Here are our logs (attach the logstash log):
[root@localhost ~]# free -h
total used free shared buffers cached
Mem: 15G 13G 1.8G 244K 314M 3.5G
-/+ buffers/cache: 9.9G 5.5G
Swap: 255M 0B 255M

top - 13:13:17 up 6 days, 1:25, 1 user, load average: 1.08, 1.79, 1.21
Tasks: 103 total, 1 running, 102 sleeping, 0 stopped, 0 zombie
Cpu(s): 4.6%us, 1.8%sy, 4.0%ni, 85.6%id, 3.8%wa, 0.0%hi, 0.2%si, 0.0%st
Mem: 16181984k total, 14333824k used, 1848160k free, 322364k buffers
Swap: 262136k total, 0k used, 262136k free, 3622732k cached

PID USER PR NI VIRT RES SHR S %CPU %MEM TIME+ COMMAND
27191 nagios 20 0 13.8g 8.3g 139m S 88.7 54.1 254:37.62 java
23634 root 39 19 1569m 305m 14m S 5.9 1.9 1:47.85 java
341 root 20 0 0 0 0 S 3.9 0.0 278:15.95 jbd2/sda1-8
1 root 20 0 19232 1520 1232 S 0.0 0.0 0:01.02 init
2 root 20 0 0 0 0 S 0.0 0.0 0:00.00 kthreadd
3 root RT 0 0 0 0 S 0.0 0.0 0:00.00 migration/0
4 root 20 0 0 0 0 S 0.0 0.0 0:20.35 ksoftirqd/0
5 root RT 0 0 0 0 S 0.0 0.0 0:00.00 migration/0
6 root RT 0 0 0 0 S 0.0 0.0 169:18.17 watchdog/0
7 root 20 0 0 0 0 S 0.0 0.0 5:15.32 events/0
8 root 20 0 0 0 0 S 0.0 0.0 0:00.00 cgroup
9 root 20 0 0 0 0 S 0.0 0.0 0:00.00 khelper
10 root 20 0 0 0 0 S 0.0 0.0 0:00.00 netns

Re: My Nagios Log Server stop logging every days

Posted: Thu Mar 09, 2017 3:07 pm
by mcapra
Can you run the following commands and share the resulting /tmp/42881_1.zip file:

Code: Select all

zip -r /tmp/42881_1.zip /var/log/elasticsearch/*
zip -r /tmp/42881_1.zip /var/log/logstash/*
zip -r /tmp/42881_1.zip /usr/local/nagioslogserver/logstash/etc/conf.d/*

Re: My Nagios Log Server stop logging every days

Posted: Thu Mar 09, 2017 3:25 pm
by juanmafer
Attached!
The last down was today 2:09 am

Re: My Nagios Log Server stop logging every days

Posted: Thu Mar 09, 2017 6:03 pm
by mcapra
Can you share the output of the following command executed from the CLI of any of your Nagios Log Server machines:

Code: Select all

curl -XGET localhost:9200/_nodes/jvm?pretty

Re: My Nagios Log Server stop logging every days

Posted: Fri Mar 10, 2017 10:35 am
by juanmafer
*Before made this post I upgraded the platform to v1.4.4 with the same results...

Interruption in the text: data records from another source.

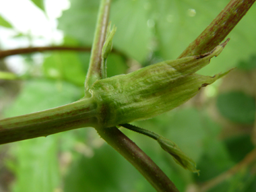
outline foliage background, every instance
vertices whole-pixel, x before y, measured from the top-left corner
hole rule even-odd
[[[46,1],[32,1],[37,11],[47,17]],[[62,44],[90,46],[99,1],[70,3],[58,19]],[[110,20],[117,27],[114,49],[119,52],[108,59],[108,76],[175,59],[228,3],[113,0]],[[19,13],[11,14],[18,17]],[[222,53],[199,73],[212,75],[237,67],[235,70],[178,108],[135,123],[175,141],[197,162],[199,177],[175,164],[154,141],[122,129],[181,191],[199,191],[207,181],[238,164],[255,148],[255,18],[254,5],[228,35],[231,40]],[[13,34],[10,44],[20,39],[30,45],[44,40],[19,31],[15,25],[0,17],[0,33],[8,30]],[[56,40],[46,43],[54,44]],[[24,79],[0,82],[2,118],[58,106],[83,96],[90,53],[55,51],[20,58],[26,67],[18,75]],[[1,70],[13,71],[8,61],[0,61]],[[1,146],[0,159],[0,191],[154,191],[92,128]],[[252,162],[208,191],[255,191],[255,159]]]

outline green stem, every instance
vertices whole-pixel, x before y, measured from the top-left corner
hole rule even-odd
[[[97,129],[97,131],[100,137],[133,165],[157,191],[179,191],[152,160],[117,127]]]
[[[96,127],[97,104],[82,99],[59,107],[0,120],[0,144],[85,127]]]
[[[97,79],[102,78],[100,71],[101,54],[108,27],[110,2],[111,0],[102,0],[100,3],[90,65],[85,82],[86,96],[90,95],[88,90],[92,84]]]
[[[255,0],[231,0],[179,58],[199,55],[212,50],[231,32]]]
[[[96,80],[102,78],[100,70],[101,54],[106,37],[110,2],[109,0],[101,1],[91,60],[85,84],[86,96],[90,96],[88,91],[92,84]],[[158,191],[179,191],[150,158],[117,127],[95,127],[95,129],[100,137],[130,162]]]

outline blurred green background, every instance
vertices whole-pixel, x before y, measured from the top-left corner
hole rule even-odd
[[[0,49],[58,44],[90,47],[100,1],[56,1],[55,5],[55,1],[46,0],[10,1],[15,9],[0,8]],[[66,7],[61,5],[64,1]],[[175,59],[228,1],[113,0],[110,20],[117,31],[115,51],[108,59],[108,76]],[[0,2],[0,7],[5,3]],[[15,3],[25,5],[20,7]],[[59,13],[53,16],[55,9]],[[29,26],[27,30],[15,20],[24,11],[35,22],[23,19]],[[48,29],[48,23],[42,24],[40,17],[52,24],[47,34],[36,34],[33,28],[38,24],[42,26],[39,31]],[[177,165],[155,141],[121,128],[180,191],[256,191],[256,154],[253,151],[256,144],[255,18],[254,5],[228,35],[230,41],[222,54],[199,73],[212,75],[236,69],[180,107],[134,123],[176,142],[197,162],[199,177]],[[0,80],[1,118],[82,98],[89,59],[88,52],[60,51],[1,60],[1,71],[24,78]],[[234,171],[228,172],[232,168]],[[93,128],[87,127],[0,146],[0,191],[155,190]]]

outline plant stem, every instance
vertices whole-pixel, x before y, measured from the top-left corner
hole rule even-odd
[[[91,85],[96,80],[102,77],[100,73],[101,54],[106,37],[110,3],[110,0],[101,1],[91,60],[85,84],[86,96]],[[87,94],[90,96],[89,93]],[[179,191],[150,158],[117,127],[95,127],[95,129],[100,137],[130,162],[158,191]]]
[[[139,133],[145,135],[146,136],[148,136],[148,137],[151,137],[155,140],[157,140],[158,138],[159,137],[159,135],[156,134],[156,133],[154,133],[154,132],[150,131],[148,129],[143,129],[143,128],[135,126],[135,125],[130,125],[128,123],[121,124],[119,125],[122,126],[126,129],[128,129],[129,130],[131,130],[131,131],[135,131],[137,133]]]
[[[179,191],[162,170],[116,127],[97,129],[99,135],[133,165],[157,191]]]
[[[34,113],[0,120],[0,144],[47,136],[75,128],[96,127],[92,98]]]
[[[14,49],[5,51],[0,51],[0,59],[5,57],[31,53],[34,52],[44,52],[47,51],[90,51],[90,47],[74,47],[66,46],[36,46]]]
[[[0,51],[0,59],[5,58],[8,56],[19,55],[19,54],[28,54],[34,52],[44,52],[49,51],[91,51],[90,47],[86,46],[36,46],[36,47],[26,47],[8,50]],[[115,53],[122,56],[125,59],[127,59],[127,57],[122,52],[113,49],[112,53]]]
[[[101,53],[108,27],[109,9],[111,0],[102,0],[98,15],[94,39],[92,47],[90,65],[85,82],[86,96],[88,89],[97,79],[102,78],[100,72]]]
[[[255,0],[231,0],[179,58],[199,55],[212,50],[231,32]]]

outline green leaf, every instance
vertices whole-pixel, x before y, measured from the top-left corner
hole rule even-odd
[[[92,158],[80,155],[64,181],[65,192],[155,191],[136,169],[109,146],[95,150]]]
[[[5,111],[6,117],[34,113],[66,104],[81,97],[83,89],[61,82],[25,82],[21,94]],[[50,135],[13,144],[15,192],[54,191],[60,185],[59,135]]]
[[[66,82],[28,81],[14,103],[5,110],[5,116],[22,115],[66,104],[80,98],[82,92]]]
[[[71,8],[59,19],[59,28],[87,45],[92,44],[99,1],[72,0]],[[115,48],[141,62],[148,54],[150,31],[147,26],[146,1],[116,1],[111,5],[110,21],[117,30]],[[75,22],[74,22],[75,21]]]
[[[255,69],[256,54],[251,55],[249,59],[241,61],[237,65],[237,68],[245,71],[251,71]]]
[[[254,148],[249,135],[228,137],[224,140],[224,143],[230,157],[236,163],[241,161]]]
[[[205,182],[214,178],[234,165],[224,143],[219,139],[209,135],[201,145],[203,152],[197,162],[200,177],[195,177],[198,182]]]
[[[71,0],[70,9],[63,11],[59,19],[59,28],[63,30],[66,35],[91,46],[99,2],[99,0]]]
[[[88,65],[90,53],[84,53],[84,65]],[[87,60],[87,61],[86,61]],[[44,59],[43,70],[47,77],[66,80],[83,86],[86,76],[79,53],[65,51],[55,52]]]
[[[13,191],[54,191],[60,185],[57,137],[22,141],[15,147]]]
[[[253,124],[255,119],[255,100],[241,92],[228,92],[217,97],[220,114],[234,123]]]
[[[5,28],[13,28],[13,26],[1,15],[0,15],[0,26]]]
[[[151,41],[148,26],[148,1],[117,1],[112,4],[110,20],[117,30],[113,46],[129,57],[143,62],[149,53]]]
[[[34,4],[36,5],[39,9],[45,11],[44,3],[44,0],[31,0],[31,1],[33,2]]]

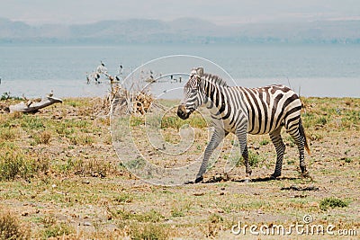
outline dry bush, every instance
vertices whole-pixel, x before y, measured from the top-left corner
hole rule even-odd
[[[0,239],[30,239],[30,231],[10,212],[0,213]]]

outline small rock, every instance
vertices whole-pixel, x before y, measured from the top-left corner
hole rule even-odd
[[[84,184],[90,184],[90,181],[89,180],[83,180],[82,182]]]

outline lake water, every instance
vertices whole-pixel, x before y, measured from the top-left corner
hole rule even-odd
[[[238,85],[284,84],[304,96],[360,97],[360,46],[270,44],[0,46],[0,93],[40,97],[53,90],[58,97],[102,96],[108,85],[86,84],[86,77],[100,60],[113,75],[123,66],[126,76],[149,60],[169,55],[209,59],[226,70]],[[198,60],[163,59],[145,68],[161,74],[188,73],[191,67],[202,66]],[[213,70],[225,79],[230,77],[215,68],[205,67],[205,72]],[[174,84],[183,85],[184,82]]]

[root@localhost ~]# curl -XGET localhost:9200/_nodes/jvm?pretty
{
"cluster_name" : "9663e92a-f4e1-4499-a1a3-439b895b37d5",
"nodes" : {
"6jrUN3t_Toen5yIfoO-JBw" : {
"name" : "b86d74f4-36c6-44a8-93a2-ea5256059b39",
"transport_address" : "inet[/172.31.104.101:9300]",
"host" : "localhost",
"ip" : "127.0.0.1",
"version" : "1.6.0",
"build" : "cdd3ac4",
"http_address" : "inet[localhost/127.0.0.1:9200]",
"attributes" : {
"max_local_storage_nodes" : "1"
},
"jvm" : {
"pid" : 27191,
"version" : "1.7.0_99",
"vm_name" : "OpenJDK 64-Bit Server VM",
"vm_version" : "24.95-b01",
"vm_vendor" : "Oracle Corporation",
"start_time_in_millis" : 1488928772734,
"mem" : {
"heap_init_in_bytes" : 8284798976,
"heap_max_in_bytes" : 8277131264,
"non_heap_init_in_bytes" : 24313856,
"non_heap_max_in_bytes" : 224395264,
"direct_max_in_bytes" : 8277131264
},
"gc_collectors" : [ "Copy", "ConcurrentMarkSweep" ],
"memory_pools" : [ "Code Cache", "Eden Space", "Survivor Space", "CMS Old Gen", "CMS Perm Gen" ]
}
}
}
}

Re: My Nagios Log Server stop logging every days

Posted: Fri Mar 10, 2017 3:23 pm
by mcapra
This definitely stands out:

Code: Select all

[2017-03-07 20:19:39,971][WARN ][common.network           ] failed to resolve local host, fallback to loopback
java.net.UnknownHostException: localhost.localdomain: localhost.localdomain: Name or service not known
Is this host behind a proxy of some sort? Can you also share the output of:

Code: Select all

cat /etc/hosts
cat /etc/resolv.conf
It looks like localhost isn't resolving at times for some reason and that's probably why Logstash isn't able to find the Elasticsearch cluster.

Re: My Nagios Log Server stop logging every days

Posted: Thu Mar 16, 2017 10:10 am
by juanmafer
Hi!

We found the fail!
We had the server (VM) with one core only.
We added several cores to the system and the server has begun to work fine.
Thanks for your time!

Re: My Nagios Log Server stop logging every days

Posted: Thu Mar 16, 2017 10:40 am
by cdienger
Glad you were able to find the solution! Are we okay closing the thread at this time?